It seems obvious, as David noted in his article, that Obama’s decision was made for political expediency and was not the principled stand his campaign is hoping people will see it as. The media has done a good job of covering the political side of this story. Obama is making a politically expedient decision and essentially going back on his “Yes” answer to a questionnaire that asked whether he would forgo private financing if his opponents did the same. But the other part of this story, the policy side, is sorely missing.

Obama may be making excuses when he says the public financing system is broken, but he’s right. It seems inconceivable that the Supreme Court will allow limits on Swift Boat-type political speech anytime soon. 527s and their ilk are likely to remain legal, and to continue impacting elections. Money will still matter. To expect otherwise wouldn’t just be naive, it’d also be missing half of the point.

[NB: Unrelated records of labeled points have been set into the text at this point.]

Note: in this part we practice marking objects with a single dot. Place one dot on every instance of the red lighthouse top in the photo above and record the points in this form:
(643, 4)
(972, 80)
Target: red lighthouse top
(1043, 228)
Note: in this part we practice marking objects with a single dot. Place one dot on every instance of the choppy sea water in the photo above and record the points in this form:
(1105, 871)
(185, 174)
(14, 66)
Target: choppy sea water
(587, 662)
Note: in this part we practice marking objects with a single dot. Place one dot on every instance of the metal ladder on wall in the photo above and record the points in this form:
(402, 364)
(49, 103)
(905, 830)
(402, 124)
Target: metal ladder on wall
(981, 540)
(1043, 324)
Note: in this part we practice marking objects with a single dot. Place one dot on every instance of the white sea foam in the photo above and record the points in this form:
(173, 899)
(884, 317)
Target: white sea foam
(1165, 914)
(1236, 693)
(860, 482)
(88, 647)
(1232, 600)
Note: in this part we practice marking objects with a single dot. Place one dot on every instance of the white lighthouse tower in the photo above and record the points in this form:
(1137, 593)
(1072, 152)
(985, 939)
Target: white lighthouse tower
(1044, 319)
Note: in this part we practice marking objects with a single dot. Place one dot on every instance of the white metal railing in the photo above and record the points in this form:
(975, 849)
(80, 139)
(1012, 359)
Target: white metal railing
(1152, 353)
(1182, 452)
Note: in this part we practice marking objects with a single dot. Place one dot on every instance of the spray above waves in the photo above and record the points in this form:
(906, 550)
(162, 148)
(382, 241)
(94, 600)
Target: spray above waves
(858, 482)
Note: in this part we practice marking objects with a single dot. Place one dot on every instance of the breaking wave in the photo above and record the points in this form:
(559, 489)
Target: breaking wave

The difficulty is not that there is money in politics or that people pay money to put political ads on television. The problem arises when politicians become dependent on money from certain lobbyists or bundlers or PACs or individuals. Obama has taken a big step towards rectifying that conflict of interest by refusing money from PACs and federal registered lobbyists. Just as important, he has asked major Democratic donors to avoid funding outside groups and give money exclusively through the campaign.

Taken together, the focus on small donors, the refusal of PAC and lobbyist money, and the attack on independent Democratic groups point to an entirely new way of funding a campaign. Obama has already been praised by the right for understanding and valuing free market solutions and for saying that government isn’t always the answer to social and economic problems. In this case, the Obama campaign seems to have accepted that money is in politics to stay, and that attempts to remove its influence will inevitably be subverted by forces like the 527s. By opting out of the public financing system, Obama is acknowledging that money will always play a crucial role in American politics. But by discouraging donations to independent groups, focusing on small donors, and refusing PAC and lobbyist money, he’s also trying to insure that money plays the right role in American politics.